Swobodnaja Rossija |
l |
|
|
Położenie stępki
17.10.1911
Wodowanie 06.06.1914
W służbie od 18.10.1915
Modernizacje -
Zatopiony 18.06.1918
Typ Impieratrica Marija, liczba jednostek 3 |
Wyporność
25 039 ts
Wymiary d-169,5 s-28 z-8,7 m
Uzbrojenie 12x305, 18x130, 3x75 mm
Pancerz pb 262-125, pp 50-25 mm
Prędkość maks. 21 w
Załoga 1154 |
|
l |
|
|
W całej swojej historii flota rosyjska
wprowadziła do służby siedem drednotów, przy czym można zauważyć,
iż jeśli policzyć wszystkie pancerniki i krążowniki liniowe, które
próbowano zbudować po tych siedmiu jednostkach (tak w czasach carskich,
jak i w radzieckich), ale nigdy ich nie ukończono, będzie to liczba
dwukrotnie wyższa - takich okrętów zaistniało aż czternaście. Przeważały
wśród nich krążowniki liniowe - cztery typu Borodino (początek budowy
1912), dwa typu Kronsztad (1939) i trzy typu Stalingrad (1951).
Chyba zbyt wiele wichrów historii nawiedzało Rosję, żeby mogło być
inaczej.
|
|
Wszystkie drednoty, budowane przez rosyjską
marynarkę wojenną, cechował mniej lub bardziej istotny ślad włoski.

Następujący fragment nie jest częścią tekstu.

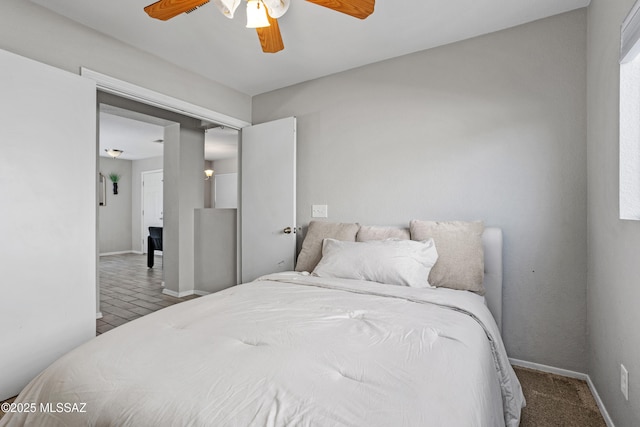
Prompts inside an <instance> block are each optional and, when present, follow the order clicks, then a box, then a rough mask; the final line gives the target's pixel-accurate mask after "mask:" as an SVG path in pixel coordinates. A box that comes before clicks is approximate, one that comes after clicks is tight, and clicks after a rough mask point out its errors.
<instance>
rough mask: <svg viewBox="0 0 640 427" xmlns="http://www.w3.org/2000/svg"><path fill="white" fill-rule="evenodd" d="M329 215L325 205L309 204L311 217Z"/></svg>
mask: <svg viewBox="0 0 640 427" xmlns="http://www.w3.org/2000/svg"><path fill="white" fill-rule="evenodd" d="M328 216H329V212H328V208H327V205H311V217H312V218H327V217H328Z"/></svg>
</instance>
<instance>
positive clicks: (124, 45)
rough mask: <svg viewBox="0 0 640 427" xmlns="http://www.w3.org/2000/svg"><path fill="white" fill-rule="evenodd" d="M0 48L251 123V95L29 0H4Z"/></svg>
mask: <svg viewBox="0 0 640 427" xmlns="http://www.w3.org/2000/svg"><path fill="white" fill-rule="evenodd" d="M0 48H2V49H6V50H9V51H11V52H14V53H18V54H20V55H22V56H26V57H28V58H33V59H36V60H38V61H41V62H44V63H46V64H50V65H53V66H54V67H58V68H61V69H63V70H67V71H70V72H72V73H79V70H80V67H87V68H90V69H92V70H95V71H98V72H101V73H104V74H107V75H110V76H113V77H116V78H118V79H121V80H125V81H128V82H130V83H133V84H136V85H139V86H142V87H145V88H148V89H151V90H155V91H157V92H160V93H163V94H167V95H170V96H173V97H175V98H178V99H181V100H184V101H187V102H190V103H192V104H195V105H199V106H202V107H205V108H209V109H211V110H213V111H216V112H219V113H223V114H226V115H229V116H231V117H235V118H238V119H242V120H246V121H249V122H250V121H251V97H249V96H248V95H245V94H243V93H240V92H238V91H236V90H234V89H231V88H228V87H226V86H224V85H221V84H220V83H217V82H214V81H212V80H209V79H206V78H204V77H202V76H200V75H198V74H195V73H192V72H190V71H187V70H185V69H182V68H180V67H178V66H176V65H173V64H170V63H168V62H166V61H163V60H161V59H160V58H158V57H157V56H154V55H152V54H150V53H147V52H143V51H141V50H138V49H136V48H133V47H131V46H130V45H127V44H125V43H123V42H120V41H118V40H116V39H113V38H111V37H108V36H106V35H104V34H101V33H99V32H97V31H94V30H91V29H89V28H87V27H85V26H83V25H80V24H78V23H76V22H74V21H72V20H70V19H67V18H65V17H62V16H60V15H58V14H55V13H53V12H51V11H49V10H48V9H46V8H43V7H41V6H38V5H36V4H34V3H31V2H29V1H24V0H2V13H0Z"/></svg>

Pierwsza ich seria, cztery pancerniki typu Gangut (powstałe w latach
1909-1914), zdradzały wielkie podobieństwo z pierwszym włoskim drednotem
Dante Alighieri. Nie było ono tak całkiem przypadkowe. Gdy
krótko po wybuchu "rewolucji drednotów" Rosja także zaczęła
myśleć o ich budowie, wśród przysłanych w ramach konkursu propozycji
(51 projektów z 13 stoczni) znalazł się projekt autorstwa Vittorio
Cunibertiego, jednego z ojców duchowych drednotów jako takich, którego
szczegółowe koncepcje miały wielki wpływ na kształt włoskiej floty
liniowej. Projekt ten, jakkolwiek w ocenie sztabu rosyjskiej floty
był najlepszy, został później odrzucony przez komitet techniczny
na rzecz propozycji niemieckiej, zablokowanej z kolei dość szybko
ze względów politycznych. Ostatecznie stanęło więc na projekcie
krajowym, który koniec końców i tak okazał się mocno zbieżny z tym,
co przedstawił w swojej ofercie Cuniberti.
|
|
Nieco podobnie wyglądała w latach trzydziestych
historia projektowania radzieckich pancerników typu Sowieckij Sojuz,
chociaż w ich przypadku nie chodziło o całość konstrukcji, tylko
jej część. Dokładnie - o system ochrony podwodnej części kadłuba,
opracowany przez Umberta Pugliese i zastosowany wówczas w jednostkach
typu Littorio oraz modernizowanych włoskich pancernikach. Jakkolwiek
nie udało się stronie radzieckiej zakupić patentu, dzięki szpiegostwu
przemysłowemu i tak został on użyty.
|
Wszystkie pancerniki typu Gangut były przeznaczone
dla Floty Bałtyckiej (chociaż znacznie później jeden z nich i tak
został przerzucony na południe), zatem kolejnym krokiem było zaprojektowanie
drugiej ich serii, tym razem do służby na Morzu Czarnym. Bezpośredniego
impulsu po temu dostarczyły pogłoski o planach budowy drednotów
przez Turcję (co tak naprawdę ziściło się poniekąd dopiero kilka
lat później). Trzy jednostki typu Impieratrica Marija były modyfikacją
Gangutów, zaś do współpracy zaproszono tym razem inżynierów brytyjskich,
co dało całkiem dobre rezultaty. Przy zachowaniu ogólnego układu
i sylwetki nowe jednostki były nieco mniejsze od poprzedników, ale
lepiej opancerzone, szybsze i dysponowały skutecznym, jak na owe
czasy, systemem kierowania ogniem. Ich kariera była jednak krótka,
znacznie krótsza, niż Gangutów. Impieratrica Marija zatonęła
w 1916 roku w Sewastopolu na skutek eksplozji komór amunicyjnych.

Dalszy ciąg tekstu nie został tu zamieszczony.